Place your boneless pork chops on a cutting board and, using your knife, slice them open to "butterfly" while still keeping them intact. This will make the process of pounding much easier. Tear an 18-inch piece of plastic wrap and place on your countertop. Place one of the butterflied pork chops in the center of the plastic and cover with another 18-inch-long piece of plastic wrap. Using a meat mallet or a good rolling pin, beat and flatten the pork chop until it is evenly 1/4 of an inch thick. Repeat this process for the remaining three pork chops.

Season the pork cutlets with salt and pepper and begin breading cutlets one at a time. First, place the pork cutlet in flour to generously coat on all sides (this is to get the egg to stick to the pork cutlet). Next, transfer the pork cutlet dredged in flour to the beaten eggs. Allow the floured pork cutlet to sit in the egg mixture for 30 seconds per side so that the flour absorbs the beaten egg and sticks to the entire cutlet. Finally, transfer the egg-dipped pork cutlet to the seasoned breadcrumbs so that the breadcrumbs stick to the egg. Flip the cutlet over and press into the breadcrumbs to get the reverse side coated. Transfer the breaded cutlets to a plate and allow to sit for 5 minutes before cooking. 

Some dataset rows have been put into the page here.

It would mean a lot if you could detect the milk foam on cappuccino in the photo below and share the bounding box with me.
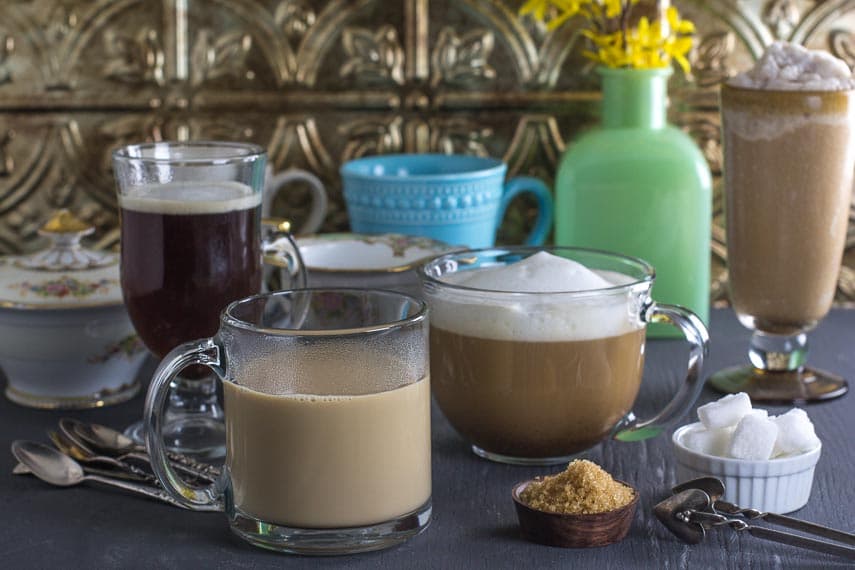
[451,251,613,292]
[431,252,639,342]
[729,41,855,91]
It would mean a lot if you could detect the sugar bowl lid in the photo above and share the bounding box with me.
[0,210,122,309]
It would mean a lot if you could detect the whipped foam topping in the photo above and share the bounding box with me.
[429,252,641,342]
[729,41,855,91]
[449,251,613,293]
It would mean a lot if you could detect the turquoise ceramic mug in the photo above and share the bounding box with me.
[341,154,553,247]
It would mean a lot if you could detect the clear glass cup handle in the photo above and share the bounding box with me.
[143,338,226,509]
[613,300,710,442]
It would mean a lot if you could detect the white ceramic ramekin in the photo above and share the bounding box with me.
[672,422,821,514]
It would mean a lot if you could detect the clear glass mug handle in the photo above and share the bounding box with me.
[613,300,710,442]
[261,218,308,292]
[144,338,226,509]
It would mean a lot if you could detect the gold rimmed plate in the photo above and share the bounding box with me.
[297,233,462,274]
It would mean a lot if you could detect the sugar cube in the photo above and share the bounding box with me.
[697,392,752,429]
[772,408,820,456]
[747,409,768,420]
[728,414,778,460]
[681,425,734,457]
[682,393,822,461]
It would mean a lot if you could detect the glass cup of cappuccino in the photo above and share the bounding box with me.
[113,141,306,458]
[420,246,709,465]
[143,289,431,554]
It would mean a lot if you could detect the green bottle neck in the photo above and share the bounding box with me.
[599,67,672,129]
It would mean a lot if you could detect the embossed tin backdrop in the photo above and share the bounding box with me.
[0,1,854,305]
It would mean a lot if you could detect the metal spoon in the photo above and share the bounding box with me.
[64,418,221,481]
[18,432,152,482]
[15,458,149,481]
[48,430,154,483]
[68,419,137,454]
[11,440,221,512]
[61,418,218,483]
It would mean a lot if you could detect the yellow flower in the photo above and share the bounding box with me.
[519,0,552,21]
[603,0,639,19]
[663,36,693,73]
[519,0,695,72]
[520,0,586,28]
[666,6,695,35]
[582,29,629,68]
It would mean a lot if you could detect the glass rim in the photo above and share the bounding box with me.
[419,245,655,299]
[112,140,266,166]
[221,287,428,336]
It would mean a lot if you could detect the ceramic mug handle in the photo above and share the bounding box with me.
[613,300,710,442]
[263,168,328,235]
[497,177,554,245]
[144,338,226,509]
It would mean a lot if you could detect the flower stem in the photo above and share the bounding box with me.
[621,1,632,59]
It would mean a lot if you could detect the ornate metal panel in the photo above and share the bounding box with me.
[1,1,854,305]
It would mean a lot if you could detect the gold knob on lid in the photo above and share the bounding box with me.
[17,210,113,271]
[40,209,94,235]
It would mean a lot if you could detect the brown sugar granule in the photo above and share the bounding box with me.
[520,459,634,515]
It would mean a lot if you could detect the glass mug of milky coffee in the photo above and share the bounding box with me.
[420,247,709,465]
[709,42,855,402]
[142,289,431,554]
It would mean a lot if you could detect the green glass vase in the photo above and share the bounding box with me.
[555,67,712,338]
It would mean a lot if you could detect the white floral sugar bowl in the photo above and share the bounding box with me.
[0,210,147,409]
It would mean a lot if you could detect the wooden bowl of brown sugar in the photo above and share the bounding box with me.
[512,460,639,548]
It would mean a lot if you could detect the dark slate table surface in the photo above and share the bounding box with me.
[2,308,854,569]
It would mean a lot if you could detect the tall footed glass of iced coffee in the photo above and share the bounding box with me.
[710,42,855,402]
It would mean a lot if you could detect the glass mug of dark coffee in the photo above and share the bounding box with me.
[113,141,306,458]
[420,246,710,465]
[143,289,431,554]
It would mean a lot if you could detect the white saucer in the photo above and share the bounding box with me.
[297,233,459,273]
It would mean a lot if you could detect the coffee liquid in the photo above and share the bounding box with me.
[224,375,431,528]
[430,327,645,457]
[120,182,262,357]
[722,87,854,334]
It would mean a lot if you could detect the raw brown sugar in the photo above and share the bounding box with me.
[520,459,634,515]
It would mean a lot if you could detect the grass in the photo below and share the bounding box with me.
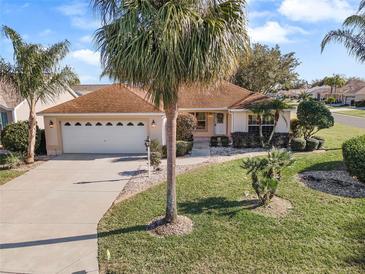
[0,169,25,185]
[335,109,365,118]
[98,124,365,273]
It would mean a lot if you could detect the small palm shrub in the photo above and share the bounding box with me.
[176,113,197,141]
[305,138,319,151]
[242,149,294,206]
[0,152,23,169]
[150,152,161,171]
[291,138,306,151]
[342,135,365,182]
[312,136,325,149]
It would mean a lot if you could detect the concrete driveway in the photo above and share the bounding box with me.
[0,154,147,274]
[332,113,365,129]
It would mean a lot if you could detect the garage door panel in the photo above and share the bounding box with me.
[62,121,147,154]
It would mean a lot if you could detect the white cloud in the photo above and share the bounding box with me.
[279,0,354,22]
[39,29,53,37]
[248,21,307,43]
[57,2,88,16]
[70,49,100,66]
[79,35,93,43]
[249,10,275,20]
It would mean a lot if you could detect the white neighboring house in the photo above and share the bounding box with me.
[0,82,78,129]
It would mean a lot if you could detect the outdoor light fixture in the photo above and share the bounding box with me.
[49,120,54,128]
[151,120,156,128]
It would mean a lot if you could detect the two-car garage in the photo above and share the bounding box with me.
[61,120,148,154]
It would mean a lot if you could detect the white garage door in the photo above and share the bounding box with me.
[62,120,147,154]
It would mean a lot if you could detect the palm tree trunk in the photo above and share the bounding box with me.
[258,115,265,148]
[164,102,178,223]
[267,111,280,145]
[25,100,37,164]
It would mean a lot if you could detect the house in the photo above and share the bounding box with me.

Warm 2 cups of vegetable oil in a large saute pan over medium heat. Heat the oil to 325 F and carefully place two of the breaded cutlets into the oil (DO NOT drop into the oil, or a serious burn or oil fire may result). Cook for 3 minutes. Then, using a pair of metal tongs, carefully flip the cutlets to finish cooking the other side for an additional 3 minutes. Transfer the cooked breaded cutlets to a wire rack and season with salt. Serve with arugula salad.

Place the baby arugula with EVOO, lemon juice and shaved parmesan in a medium-sized mixing bowl. Season with salt and pepper. Gently toss so as not to wilt the greens. Serve with the crispy pork cutlets and garnish with a lemon wedge.